O fato de a Academia da Latinidade contar com a presença em seus debates de intelectuais latino-americanos de diversas correntes, e ser dirigida por um deles, o sociólogo e membro da Academia Brasileira de Letras Candido Mendes, serve de ponte para que o entendimento entre as religiões, preconizado pelo ministro dos Assuntos Religiosos de Omã, Sheik Abdullah bin Mohammed Al-Salmi, possa se concretizar com o apoio do argentino Papa Francisco, o primeiro latino-americano a assumir o posto. O Sheik disse ontem que está à espera de um chamado do Vaticano para concretizar o projeto. Nos contatos que teve com membros do governo de Omã, Candido Mendes pôde constatar o real interesse que têm em expandir suas ideias pela região.
O vice-primeiro-ministro Fahd bin Mahmoud al Said, por exemplo, em conversa ontem pela manhã, disse que há muito se aboliu a ideia de minorias em Omã, para que não houvesse cidadãos diferentes uns dos outros. Mesmo protegendo as minorias, diz ele, elas ficam marcadas, e a diversidade de uma sociedade, para ser um valor agregado, precisa ser tratada com naturalidade, e não destacada. Para o primeiro-ministro, uma valorização das religiões tradicionais encurtará o espaço para a ação de fundamentalistas como os do Estado Islâmico . Em uma de suas intervenções no seminário, Candido Mendes chamara a atenção para a dificuldade encontrada por regimes surgidos da Primavera Árabe, como na Tunísia e no Egito, de separar o Estado da religião , e provavelmente por isso entusiasmou-se tanto com a posição omani de afastá-los totalmente.

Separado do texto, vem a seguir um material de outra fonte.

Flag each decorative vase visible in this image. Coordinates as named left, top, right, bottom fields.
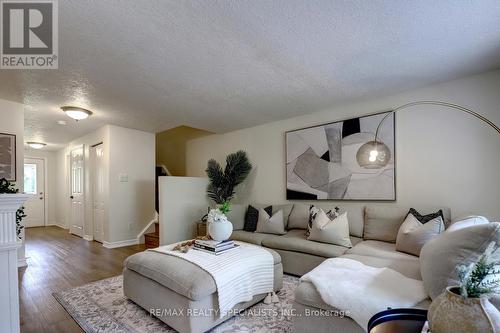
left=208, top=218, right=233, bottom=241
left=428, top=286, right=500, bottom=333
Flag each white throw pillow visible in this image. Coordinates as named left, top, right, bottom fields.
left=446, top=215, right=489, bottom=232
left=307, top=211, right=352, bottom=248
left=255, top=208, right=286, bottom=235
left=396, top=213, right=444, bottom=256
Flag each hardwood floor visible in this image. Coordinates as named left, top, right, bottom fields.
left=19, top=226, right=146, bottom=333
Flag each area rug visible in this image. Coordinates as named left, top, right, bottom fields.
left=54, top=275, right=300, bottom=333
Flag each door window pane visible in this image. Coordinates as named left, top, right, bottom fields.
left=24, top=163, right=37, bottom=194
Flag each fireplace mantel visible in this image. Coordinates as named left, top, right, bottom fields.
left=0, top=193, right=30, bottom=333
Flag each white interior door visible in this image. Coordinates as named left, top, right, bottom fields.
left=92, top=144, right=105, bottom=243
left=23, top=158, right=45, bottom=227
left=70, top=146, right=85, bottom=237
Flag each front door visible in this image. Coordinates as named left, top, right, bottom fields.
left=70, top=146, right=85, bottom=237
left=23, top=158, right=45, bottom=227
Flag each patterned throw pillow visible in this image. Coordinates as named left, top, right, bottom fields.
left=243, top=205, right=272, bottom=232
left=407, top=208, right=444, bottom=224
left=306, top=205, right=339, bottom=237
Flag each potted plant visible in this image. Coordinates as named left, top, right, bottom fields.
left=0, top=178, right=26, bottom=240
left=428, top=241, right=500, bottom=333
left=205, top=151, right=252, bottom=241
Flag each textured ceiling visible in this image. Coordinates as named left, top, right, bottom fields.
left=1, top=1, right=500, bottom=150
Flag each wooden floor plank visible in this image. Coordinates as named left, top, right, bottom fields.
left=19, top=226, right=146, bottom=333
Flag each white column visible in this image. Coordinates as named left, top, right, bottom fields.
left=0, top=194, right=30, bottom=333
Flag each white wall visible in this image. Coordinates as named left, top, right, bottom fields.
left=55, top=125, right=155, bottom=245
left=186, top=70, right=500, bottom=221
left=0, top=99, right=25, bottom=264
left=24, top=149, right=57, bottom=226
left=107, top=125, right=155, bottom=243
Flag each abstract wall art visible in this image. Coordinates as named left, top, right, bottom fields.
left=0, top=133, right=16, bottom=181
left=286, top=111, right=395, bottom=200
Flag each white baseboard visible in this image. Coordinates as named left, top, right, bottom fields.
left=83, top=235, right=93, bottom=241
left=51, top=224, right=69, bottom=230
left=103, top=239, right=139, bottom=249
left=17, top=258, right=27, bottom=268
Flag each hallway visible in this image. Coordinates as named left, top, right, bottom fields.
left=19, top=227, right=146, bottom=333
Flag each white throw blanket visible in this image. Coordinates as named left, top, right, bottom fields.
left=149, top=241, right=274, bottom=318
left=301, top=258, right=427, bottom=331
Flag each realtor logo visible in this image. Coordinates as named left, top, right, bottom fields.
left=1, top=0, right=58, bottom=68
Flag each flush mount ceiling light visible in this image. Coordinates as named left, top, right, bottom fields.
left=27, top=142, right=46, bottom=149
left=61, top=106, right=93, bottom=120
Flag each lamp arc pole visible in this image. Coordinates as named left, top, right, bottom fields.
left=357, top=100, right=500, bottom=168
left=374, top=100, right=500, bottom=141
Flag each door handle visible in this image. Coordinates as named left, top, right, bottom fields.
left=70, top=196, right=74, bottom=199
left=39, top=197, right=43, bottom=200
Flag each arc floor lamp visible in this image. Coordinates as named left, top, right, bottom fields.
left=356, top=101, right=500, bottom=169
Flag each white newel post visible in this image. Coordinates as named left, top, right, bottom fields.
left=0, top=194, right=30, bottom=333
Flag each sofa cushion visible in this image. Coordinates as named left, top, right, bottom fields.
left=420, top=222, right=500, bottom=299
left=295, top=253, right=425, bottom=311
left=273, top=204, right=294, bottom=227
left=295, top=280, right=336, bottom=311
left=363, top=206, right=406, bottom=242
left=347, top=240, right=420, bottom=261
left=226, top=204, right=247, bottom=230
left=261, top=229, right=355, bottom=258
left=341, top=254, right=421, bottom=280
left=125, top=248, right=282, bottom=301
left=295, top=273, right=430, bottom=311
left=363, top=206, right=452, bottom=242
left=231, top=230, right=270, bottom=245
left=287, top=203, right=309, bottom=229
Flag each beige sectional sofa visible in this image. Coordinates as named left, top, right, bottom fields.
left=229, top=203, right=451, bottom=332
left=230, top=203, right=450, bottom=276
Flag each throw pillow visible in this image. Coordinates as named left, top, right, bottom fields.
left=306, top=205, right=339, bottom=237
left=407, top=208, right=444, bottom=224
left=446, top=215, right=489, bottom=232
left=420, top=222, right=500, bottom=299
left=243, top=205, right=272, bottom=232
left=396, top=213, right=444, bottom=256
left=307, top=211, right=352, bottom=248
left=255, top=208, right=286, bottom=235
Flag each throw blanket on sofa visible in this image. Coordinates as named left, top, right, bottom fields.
left=149, top=241, right=274, bottom=318
left=301, top=258, right=427, bottom=331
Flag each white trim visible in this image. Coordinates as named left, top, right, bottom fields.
left=83, top=235, right=93, bottom=241
left=17, top=258, right=27, bottom=268
left=137, top=213, right=158, bottom=239
left=157, top=164, right=171, bottom=176
left=102, top=239, right=139, bottom=249
left=50, top=223, right=69, bottom=230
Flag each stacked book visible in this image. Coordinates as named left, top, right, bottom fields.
left=193, top=239, right=239, bottom=255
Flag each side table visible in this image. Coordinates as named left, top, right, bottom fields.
left=368, top=308, right=429, bottom=333
left=195, top=220, right=207, bottom=237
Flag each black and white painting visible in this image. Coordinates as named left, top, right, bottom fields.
left=286, top=112, right=395, bottom=200
left=0, top=133, right=16, bottom=181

Ele teme que não haja um entendimento completo de que a "guerra de religiões" elimina a possibilidade de um encontro dentro das subjetividades coletivas no mundo multipolar em que vivemos. O sociólogo de Singapura Syed Farid Alatas fez um grande estudo sobre a possibilidade do diálogo, e concluiu que para facilitar o diálogo entre religiões é preciso que sejam evitados os estereótipos, que, alimentados pelo viés educacional, quer sejam orientados por educação orientalista ou eurocêntrica, acabam se refletindo na mídia. Ele advoga que haja maior in ter câmbio entre cientistas sociais na Ásia e África, para que esses estereótipos sejam superados.
Ao mesmo tempo, diz que o diálogo não deve ser limitado a conversas entre as elites, acadêmicos e políticos, mas deve ser um diálogo desmistificador que favoreça a vida do homem comum, objeto primeiro desse diálogo. Também o poeta e escritor Marco Lucchesi, da Academia Brasileira de Letras, analisou o que chamou de "novos espaços" para o diálogo diante de um novo pluralismo que vem provocando no mundo mudanças transgênicas profundas. Ele cita algumas: Los Angeles é a maior cidade budista do mundo; a Igreja Católica está crescendo mais rapidamente na Ásia; a Inglaterra tem tantos muçulmanos quanto anglicanos.
Segundo Lucchesi, a teologia das religiões hoje é parte de um plano maior e mais variado que mostra que não há saída que não o diálogo. Diz ele que "não há mais lados opostos. Estamos todos do mesmo lado, envolvidos em redes de diálogo que normalmente é árduo, mas profundamente reflexivo e delicado, onde a religião se mostra sensível ao outro num ensinamento ecumênico". Para Lucchesi, o diálogo não pode ser limitado por uma fria, asséptica, estufa inabitada. Se fosse isso, seria apenas um simulacro, não teria a beleza da descoberta do Outro.